Geometric Fabrics for the Acceleration-based Design of Robotic Motion
This work addresses the problem of designing stable and modular robotic behaviors for industry applications, representing a novel extension of existing methods rather than a completely new paradigm.
The paper tackles the design of reactive robotic motion by introducing geometric fabrics, a mathematical framework that generalizes Riemannian Motion Policies (RMPs) to provide provable stability guarantees and improve design consistency. The result is a system that enables intelligent global navigation behaviors without planning or state machines, demonstrated through practical industrial applications.

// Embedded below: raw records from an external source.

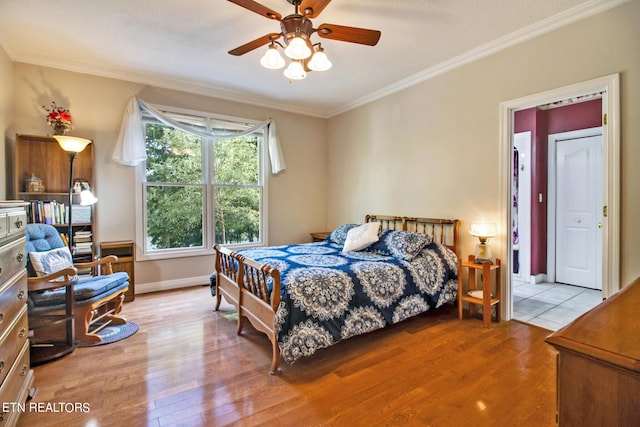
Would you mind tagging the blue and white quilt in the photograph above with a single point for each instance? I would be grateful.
(329, 295)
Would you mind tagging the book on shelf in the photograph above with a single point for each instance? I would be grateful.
(81, 214)
(46, 212)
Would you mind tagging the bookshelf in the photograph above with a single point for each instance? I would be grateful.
(42, 157)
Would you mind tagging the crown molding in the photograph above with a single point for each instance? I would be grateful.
(549, 24)
(163, 82)
(567, 17)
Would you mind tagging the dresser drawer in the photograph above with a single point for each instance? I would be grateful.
(13, 298)
(16, 386)
(13, 258)
(12, 341)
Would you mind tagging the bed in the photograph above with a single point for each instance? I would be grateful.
(327, 295)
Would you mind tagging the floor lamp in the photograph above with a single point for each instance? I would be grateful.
(72, 146)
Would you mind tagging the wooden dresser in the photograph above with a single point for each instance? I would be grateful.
(16, 377)
(599, 364)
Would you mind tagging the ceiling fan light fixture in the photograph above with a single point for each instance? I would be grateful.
(272, 58)
(295, 71)
(319, 61)
(297, 48)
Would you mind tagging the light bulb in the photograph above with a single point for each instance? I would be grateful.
(295, 71)
(272, 59)
(297, 49)
(319, 61)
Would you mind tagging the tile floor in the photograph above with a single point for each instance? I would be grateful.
(551, 305)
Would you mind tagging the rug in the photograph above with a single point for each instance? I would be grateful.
(114, 333)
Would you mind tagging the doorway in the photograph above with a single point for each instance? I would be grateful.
(572, 281)
(607, 87)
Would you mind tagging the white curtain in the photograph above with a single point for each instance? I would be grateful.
(130, 148)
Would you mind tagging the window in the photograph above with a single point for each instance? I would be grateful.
(199, 190)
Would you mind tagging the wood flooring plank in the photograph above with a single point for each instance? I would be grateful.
(187, 367)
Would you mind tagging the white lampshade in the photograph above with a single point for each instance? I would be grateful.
(72, 143)
(272, 59)
(319, 61)
(295, 71)
(87, 198)
(297, 49)
(483, 229)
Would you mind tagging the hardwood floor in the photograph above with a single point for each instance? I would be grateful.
(186, 366)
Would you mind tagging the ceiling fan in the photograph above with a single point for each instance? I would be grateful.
(296, 30)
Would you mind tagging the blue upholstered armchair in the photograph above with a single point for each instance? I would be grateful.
(98, 299)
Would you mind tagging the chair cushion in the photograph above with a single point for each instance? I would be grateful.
(48, 262)
(86, 289)
(41, 238)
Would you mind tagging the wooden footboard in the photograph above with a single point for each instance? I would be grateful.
(245, 283)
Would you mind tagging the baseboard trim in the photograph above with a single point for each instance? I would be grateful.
(167, 285)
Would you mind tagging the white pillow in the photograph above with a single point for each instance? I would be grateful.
(48, 262)
(361, 237)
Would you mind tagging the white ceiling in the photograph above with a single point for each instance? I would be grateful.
(183, 44)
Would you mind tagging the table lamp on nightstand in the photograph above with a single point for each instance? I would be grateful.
(483, 231)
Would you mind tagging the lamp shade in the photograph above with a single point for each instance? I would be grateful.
(72, 143)
(297, 49)
(87, 198)
(483, 229)
(319, 61)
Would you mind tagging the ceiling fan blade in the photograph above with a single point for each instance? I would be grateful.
(314, 7)
(258, 8)
(349, 34)
(248, 47)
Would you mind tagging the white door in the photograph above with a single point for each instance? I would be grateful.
(579, 211)
(521, 206)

This paper describes the pragmatic design and construction of geometric fabrics for shaping a robot's task-independent nominal behavior, capturing behavioral components such as obstacle avoidance, joint limit avoidance, redundancy resolution, global navigation heuristics, etc. Geometric fabrics constitute the most concrete incarnation of a new mathematical formulation for reactive behavior called optimization fabrics. Fabrics generalize recent work on Riemannian Motion Policies (RMPs); they add provable stability guarantees and improve design consistency while promoting the intuitive acceleration-based principles of modular design that make RMPs successful. We describe a suite of mathematical modeling tools that practitioners can employ in practice and demonstrate both how to mitigate system complexity by constructing behaviors layer-wise and how to employ these tools to design robust, strongly-generalizing, policies that solve practical problems one would expect to find in industry applications. Our system exhibits intelligent global navigation behaviors expressed entirely as provably stable fabrics with zero planning or state machine governance.